Sí, así como suena: un flan con inspiración peruana, de textura suave, sabor casero y ese toque dulce que reconforta el alma. En los últimos días, la receta empezó a circular en redes y a multiplicarse en cocinas de todo el país. Varias figuras conocidas se animaron a replicarlo, compartiendo sus versiones en stories y confirmando lo que ya es un hecho: este postre se volvió el nuevo favorito del momento.
El secreto del éxito: simple, rápido y con sabor a hogar
A diferencia del flan tradicional, el flancito peruano se prepara con leche evaporada y leche condensada, una combinación que le da una cremosidad única y ese dulzor justo que conquista al primer bocado.
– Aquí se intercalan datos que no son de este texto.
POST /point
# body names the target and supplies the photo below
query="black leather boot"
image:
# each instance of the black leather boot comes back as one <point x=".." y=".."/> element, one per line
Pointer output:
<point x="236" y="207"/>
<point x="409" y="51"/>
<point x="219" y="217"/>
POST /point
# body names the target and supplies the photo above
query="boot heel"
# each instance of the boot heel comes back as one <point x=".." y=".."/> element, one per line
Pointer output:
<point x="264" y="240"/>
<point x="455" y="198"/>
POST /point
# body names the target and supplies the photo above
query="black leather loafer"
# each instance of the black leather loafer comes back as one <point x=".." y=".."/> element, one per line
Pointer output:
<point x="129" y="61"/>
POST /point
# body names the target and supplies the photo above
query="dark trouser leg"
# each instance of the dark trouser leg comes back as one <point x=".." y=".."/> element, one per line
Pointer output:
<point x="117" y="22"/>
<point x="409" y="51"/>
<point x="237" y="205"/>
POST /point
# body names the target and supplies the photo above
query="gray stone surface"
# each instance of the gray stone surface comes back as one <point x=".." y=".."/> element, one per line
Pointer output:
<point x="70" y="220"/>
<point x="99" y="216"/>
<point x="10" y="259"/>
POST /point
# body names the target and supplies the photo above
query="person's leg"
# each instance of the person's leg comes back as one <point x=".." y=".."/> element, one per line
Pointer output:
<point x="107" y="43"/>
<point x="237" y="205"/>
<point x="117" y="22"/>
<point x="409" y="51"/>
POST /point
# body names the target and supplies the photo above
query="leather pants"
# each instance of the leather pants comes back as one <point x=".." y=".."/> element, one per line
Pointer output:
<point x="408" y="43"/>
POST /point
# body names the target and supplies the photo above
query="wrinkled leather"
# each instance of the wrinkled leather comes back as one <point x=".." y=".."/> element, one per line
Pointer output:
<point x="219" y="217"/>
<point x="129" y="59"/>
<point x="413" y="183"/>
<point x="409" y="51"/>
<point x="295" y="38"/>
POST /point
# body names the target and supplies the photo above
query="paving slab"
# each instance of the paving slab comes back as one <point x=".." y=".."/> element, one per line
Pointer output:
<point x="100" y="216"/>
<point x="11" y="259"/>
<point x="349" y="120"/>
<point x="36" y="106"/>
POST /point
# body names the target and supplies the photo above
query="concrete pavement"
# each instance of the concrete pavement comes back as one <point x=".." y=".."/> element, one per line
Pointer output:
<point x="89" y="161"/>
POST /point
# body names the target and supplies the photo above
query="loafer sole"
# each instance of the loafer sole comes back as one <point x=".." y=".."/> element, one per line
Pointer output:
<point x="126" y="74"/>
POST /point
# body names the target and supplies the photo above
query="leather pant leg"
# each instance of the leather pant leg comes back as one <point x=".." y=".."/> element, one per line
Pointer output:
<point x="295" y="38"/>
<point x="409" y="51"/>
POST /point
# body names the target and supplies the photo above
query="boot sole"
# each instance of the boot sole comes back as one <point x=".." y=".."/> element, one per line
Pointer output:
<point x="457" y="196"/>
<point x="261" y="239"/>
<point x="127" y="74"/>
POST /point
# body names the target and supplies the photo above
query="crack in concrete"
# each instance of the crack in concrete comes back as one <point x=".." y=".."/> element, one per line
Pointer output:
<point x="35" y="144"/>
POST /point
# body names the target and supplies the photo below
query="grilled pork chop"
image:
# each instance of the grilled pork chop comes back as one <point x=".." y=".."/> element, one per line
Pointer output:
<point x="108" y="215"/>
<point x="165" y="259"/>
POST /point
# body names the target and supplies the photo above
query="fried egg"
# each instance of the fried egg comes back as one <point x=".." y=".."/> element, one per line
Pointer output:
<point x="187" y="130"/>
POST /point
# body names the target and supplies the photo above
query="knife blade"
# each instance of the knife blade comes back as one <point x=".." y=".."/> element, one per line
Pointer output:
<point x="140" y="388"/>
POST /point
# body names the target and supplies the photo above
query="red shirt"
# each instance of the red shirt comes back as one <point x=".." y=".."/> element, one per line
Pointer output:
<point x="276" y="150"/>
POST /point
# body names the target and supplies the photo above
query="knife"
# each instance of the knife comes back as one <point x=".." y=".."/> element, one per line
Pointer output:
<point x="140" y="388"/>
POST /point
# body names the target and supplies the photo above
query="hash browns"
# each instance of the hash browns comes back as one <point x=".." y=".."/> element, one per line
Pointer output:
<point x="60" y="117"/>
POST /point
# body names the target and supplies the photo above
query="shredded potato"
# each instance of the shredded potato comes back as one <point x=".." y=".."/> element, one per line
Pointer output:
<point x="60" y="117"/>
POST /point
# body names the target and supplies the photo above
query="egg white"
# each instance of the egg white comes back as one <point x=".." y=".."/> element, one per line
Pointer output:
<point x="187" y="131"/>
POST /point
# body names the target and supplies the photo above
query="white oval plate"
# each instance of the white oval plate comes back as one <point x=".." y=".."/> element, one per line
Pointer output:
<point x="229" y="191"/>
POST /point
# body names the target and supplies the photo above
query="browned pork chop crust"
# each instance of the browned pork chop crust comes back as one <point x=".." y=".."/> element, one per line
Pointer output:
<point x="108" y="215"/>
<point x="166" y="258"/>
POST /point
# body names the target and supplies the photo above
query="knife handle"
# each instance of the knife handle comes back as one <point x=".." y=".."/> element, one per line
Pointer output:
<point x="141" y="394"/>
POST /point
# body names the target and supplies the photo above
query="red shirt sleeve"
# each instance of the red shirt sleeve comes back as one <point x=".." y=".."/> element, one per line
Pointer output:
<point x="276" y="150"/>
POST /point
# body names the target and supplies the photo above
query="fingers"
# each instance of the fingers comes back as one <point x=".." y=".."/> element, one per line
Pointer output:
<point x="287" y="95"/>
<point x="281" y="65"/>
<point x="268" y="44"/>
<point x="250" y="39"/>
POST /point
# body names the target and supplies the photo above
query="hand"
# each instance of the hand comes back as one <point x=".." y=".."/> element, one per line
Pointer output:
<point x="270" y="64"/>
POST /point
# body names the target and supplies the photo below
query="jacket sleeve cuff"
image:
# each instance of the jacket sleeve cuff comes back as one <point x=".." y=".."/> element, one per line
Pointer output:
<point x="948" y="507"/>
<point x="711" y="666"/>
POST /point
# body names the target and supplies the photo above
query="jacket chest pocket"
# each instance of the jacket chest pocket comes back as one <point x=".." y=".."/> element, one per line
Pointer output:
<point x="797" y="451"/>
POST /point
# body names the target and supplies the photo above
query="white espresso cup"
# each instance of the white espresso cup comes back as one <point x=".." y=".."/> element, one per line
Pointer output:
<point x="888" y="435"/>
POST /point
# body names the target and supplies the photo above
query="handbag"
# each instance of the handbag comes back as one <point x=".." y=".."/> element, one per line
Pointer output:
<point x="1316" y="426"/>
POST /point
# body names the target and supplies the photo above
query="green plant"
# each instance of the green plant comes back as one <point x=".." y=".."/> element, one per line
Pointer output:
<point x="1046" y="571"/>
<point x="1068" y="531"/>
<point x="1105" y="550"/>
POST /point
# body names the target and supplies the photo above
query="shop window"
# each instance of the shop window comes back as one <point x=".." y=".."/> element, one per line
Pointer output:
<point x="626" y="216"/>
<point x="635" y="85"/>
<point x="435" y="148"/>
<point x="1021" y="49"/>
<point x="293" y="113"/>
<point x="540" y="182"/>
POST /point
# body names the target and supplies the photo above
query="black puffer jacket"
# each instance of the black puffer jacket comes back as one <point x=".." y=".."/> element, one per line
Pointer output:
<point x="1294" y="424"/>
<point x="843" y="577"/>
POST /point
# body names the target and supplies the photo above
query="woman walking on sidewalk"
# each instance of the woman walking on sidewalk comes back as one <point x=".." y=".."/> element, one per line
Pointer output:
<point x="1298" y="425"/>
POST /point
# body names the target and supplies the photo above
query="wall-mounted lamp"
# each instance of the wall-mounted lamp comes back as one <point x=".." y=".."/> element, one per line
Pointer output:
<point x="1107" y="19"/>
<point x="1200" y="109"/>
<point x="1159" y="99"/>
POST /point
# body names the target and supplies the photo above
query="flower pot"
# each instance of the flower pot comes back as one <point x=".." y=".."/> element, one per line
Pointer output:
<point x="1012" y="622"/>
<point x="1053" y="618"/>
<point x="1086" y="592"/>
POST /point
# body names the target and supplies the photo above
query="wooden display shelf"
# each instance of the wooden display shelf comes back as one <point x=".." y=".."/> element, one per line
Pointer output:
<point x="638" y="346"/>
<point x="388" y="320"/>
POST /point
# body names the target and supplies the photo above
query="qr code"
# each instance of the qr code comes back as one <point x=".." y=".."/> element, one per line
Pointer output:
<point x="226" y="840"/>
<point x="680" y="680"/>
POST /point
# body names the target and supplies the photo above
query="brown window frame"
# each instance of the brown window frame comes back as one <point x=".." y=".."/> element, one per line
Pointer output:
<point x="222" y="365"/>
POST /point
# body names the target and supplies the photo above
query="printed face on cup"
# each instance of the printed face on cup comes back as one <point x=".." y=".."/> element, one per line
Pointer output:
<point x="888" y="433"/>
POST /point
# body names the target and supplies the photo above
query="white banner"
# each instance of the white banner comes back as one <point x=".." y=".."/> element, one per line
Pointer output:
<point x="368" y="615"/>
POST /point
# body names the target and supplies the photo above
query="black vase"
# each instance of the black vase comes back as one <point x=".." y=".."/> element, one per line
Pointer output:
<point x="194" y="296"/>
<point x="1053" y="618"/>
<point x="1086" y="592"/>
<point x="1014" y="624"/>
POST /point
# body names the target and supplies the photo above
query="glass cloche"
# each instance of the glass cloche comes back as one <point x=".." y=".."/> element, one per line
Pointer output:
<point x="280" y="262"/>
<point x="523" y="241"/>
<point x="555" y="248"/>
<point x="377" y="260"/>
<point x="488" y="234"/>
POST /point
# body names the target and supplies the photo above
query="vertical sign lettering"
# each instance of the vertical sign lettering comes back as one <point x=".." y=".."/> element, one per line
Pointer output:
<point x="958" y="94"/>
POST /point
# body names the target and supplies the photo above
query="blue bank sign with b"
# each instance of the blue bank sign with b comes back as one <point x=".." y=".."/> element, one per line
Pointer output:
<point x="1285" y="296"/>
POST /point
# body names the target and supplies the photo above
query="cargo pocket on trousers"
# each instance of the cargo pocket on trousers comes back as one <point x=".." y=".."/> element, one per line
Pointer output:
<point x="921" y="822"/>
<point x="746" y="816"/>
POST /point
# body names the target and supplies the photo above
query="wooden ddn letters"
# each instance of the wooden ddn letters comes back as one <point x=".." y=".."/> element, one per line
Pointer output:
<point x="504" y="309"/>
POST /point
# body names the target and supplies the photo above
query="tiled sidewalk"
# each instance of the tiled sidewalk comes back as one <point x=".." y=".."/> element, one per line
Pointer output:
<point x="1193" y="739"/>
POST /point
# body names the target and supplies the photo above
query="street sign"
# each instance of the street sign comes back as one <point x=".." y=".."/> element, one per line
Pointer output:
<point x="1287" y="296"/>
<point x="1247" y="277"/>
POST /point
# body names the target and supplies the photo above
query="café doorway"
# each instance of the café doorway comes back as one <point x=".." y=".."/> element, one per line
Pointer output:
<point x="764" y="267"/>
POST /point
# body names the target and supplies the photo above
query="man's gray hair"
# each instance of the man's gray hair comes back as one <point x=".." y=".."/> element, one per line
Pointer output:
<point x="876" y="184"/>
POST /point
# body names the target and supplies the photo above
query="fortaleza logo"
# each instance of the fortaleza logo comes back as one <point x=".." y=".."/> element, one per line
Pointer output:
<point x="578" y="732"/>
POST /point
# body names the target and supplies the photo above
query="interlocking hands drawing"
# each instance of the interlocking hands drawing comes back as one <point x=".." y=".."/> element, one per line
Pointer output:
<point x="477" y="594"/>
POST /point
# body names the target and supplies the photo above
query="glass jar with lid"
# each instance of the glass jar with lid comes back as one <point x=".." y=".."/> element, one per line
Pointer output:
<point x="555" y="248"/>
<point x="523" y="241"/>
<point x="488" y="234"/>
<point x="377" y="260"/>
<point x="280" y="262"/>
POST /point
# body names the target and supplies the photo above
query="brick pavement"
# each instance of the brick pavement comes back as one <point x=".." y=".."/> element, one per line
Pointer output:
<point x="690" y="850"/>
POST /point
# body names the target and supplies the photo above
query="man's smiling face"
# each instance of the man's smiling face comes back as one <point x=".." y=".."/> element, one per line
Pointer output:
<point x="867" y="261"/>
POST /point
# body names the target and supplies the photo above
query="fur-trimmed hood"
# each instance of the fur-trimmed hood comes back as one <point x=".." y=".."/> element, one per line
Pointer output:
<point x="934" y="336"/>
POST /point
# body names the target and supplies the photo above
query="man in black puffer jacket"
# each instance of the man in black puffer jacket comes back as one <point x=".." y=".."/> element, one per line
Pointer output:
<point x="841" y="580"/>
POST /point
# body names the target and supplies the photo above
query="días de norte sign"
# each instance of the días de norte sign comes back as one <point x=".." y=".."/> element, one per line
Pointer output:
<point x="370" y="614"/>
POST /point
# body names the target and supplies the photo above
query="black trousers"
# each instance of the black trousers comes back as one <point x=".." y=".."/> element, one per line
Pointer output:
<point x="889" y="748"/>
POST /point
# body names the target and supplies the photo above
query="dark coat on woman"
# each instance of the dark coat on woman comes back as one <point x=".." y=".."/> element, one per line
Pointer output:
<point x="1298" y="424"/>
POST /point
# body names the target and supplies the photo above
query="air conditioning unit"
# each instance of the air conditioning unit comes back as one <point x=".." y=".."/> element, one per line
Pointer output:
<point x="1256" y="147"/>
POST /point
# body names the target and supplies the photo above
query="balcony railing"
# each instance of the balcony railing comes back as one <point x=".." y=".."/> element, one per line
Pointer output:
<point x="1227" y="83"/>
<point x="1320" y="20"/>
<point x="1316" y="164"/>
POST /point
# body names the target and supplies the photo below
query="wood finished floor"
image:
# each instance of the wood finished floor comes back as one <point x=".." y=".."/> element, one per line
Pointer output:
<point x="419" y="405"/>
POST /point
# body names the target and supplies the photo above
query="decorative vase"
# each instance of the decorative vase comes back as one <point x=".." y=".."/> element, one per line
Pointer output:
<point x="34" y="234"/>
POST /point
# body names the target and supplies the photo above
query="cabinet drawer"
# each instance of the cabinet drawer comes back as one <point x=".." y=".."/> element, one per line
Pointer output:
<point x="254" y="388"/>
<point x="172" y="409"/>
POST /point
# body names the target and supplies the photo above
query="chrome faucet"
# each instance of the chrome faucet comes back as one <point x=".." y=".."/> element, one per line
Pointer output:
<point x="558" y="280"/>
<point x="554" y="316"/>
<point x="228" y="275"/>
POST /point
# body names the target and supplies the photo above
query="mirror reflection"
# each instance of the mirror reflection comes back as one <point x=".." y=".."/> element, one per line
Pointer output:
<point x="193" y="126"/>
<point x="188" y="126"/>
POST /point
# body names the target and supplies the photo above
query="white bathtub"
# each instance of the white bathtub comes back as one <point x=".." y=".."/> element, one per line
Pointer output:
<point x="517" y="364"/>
Maru lo presenta como una receta de esas que se hacen con pocos ingredientes, sin complicaciones y con resultados de pastelería.
La base es sencilla, pero el resultado es perfecto. Lo más importante, según la cocinera, es no batir demasiado la mezcla, sino integrarla a mano para mantener esa textura sedosa tan característica.
Así se hace el flancito peruano de Maru Botana
Ingredientes:
- 250 g de leche condensada
- 500 g de leche evaporada
- 3 huevos
- 2 cucharadas de esencia de vainilla
- Para el caramelo:
- 120 g de azúcar
- ¼ taza de agua
Preparación:
- Primero se prepara el caramelo directo en la flanera, dejando que el azúcar y el agua se fundan hasta lograr ese color dorado perfecto que define todo buen flan. Una vez listo, se retira del fuego y se deja enfriar apenas.
- En otro recipiente, se mezclan las leches con los huevos y la vainilla, a mano, sin batidora, con movimientos suaves para no incorporar aire. Se vuelca la preparación sobre el molde acaramelado y se lleva al horno a 170°C durante unos 40 minutos, preferentemente a baño María para lograr una cocción pareja.
- El resultado: un flan suave, cremoso y con un perfume a vainilla irresistible, que se desmolda fácilmente y se disfruta tanto solo como acompañado de dulce de leche o crema batida.
Un clásico con espíritu nuevo
Maru Botana define este flancito como “un postre fácil, delicioso y lleno de amor”. Y tiene razón. En tiempos en que todos buscan recetas prácticas pero con ese toque casero, su propuesta combina lo mejor de dos mundos: el sabor tradicional de la pastelería de siempre y la suavidad característica de la repostería peruana.
Quizás por eso tantas famosas —desde influencers hasta chefs— se sumaron a la tendencia y compartieron sus propias versiones del flancito. Es simple, rápido y perfecto para cualquier ocasión: una merienda, una comida familiar o un antojo dulce después de la cena.
El secreto, como siempre, está en los detalles: el punto justo del caramelo, la paciencia del horno y ese toque de cariño que Maru logra transmitir en cada receta.
Porque más allá de modas o virales, hay postres que nos hacen sentir en casa. Y este flancito, con su textura aterciopelada y su sabor inconfundible, es exactamente eso: una cucharada de dulzura y nostalgia, servida con una sonrisa.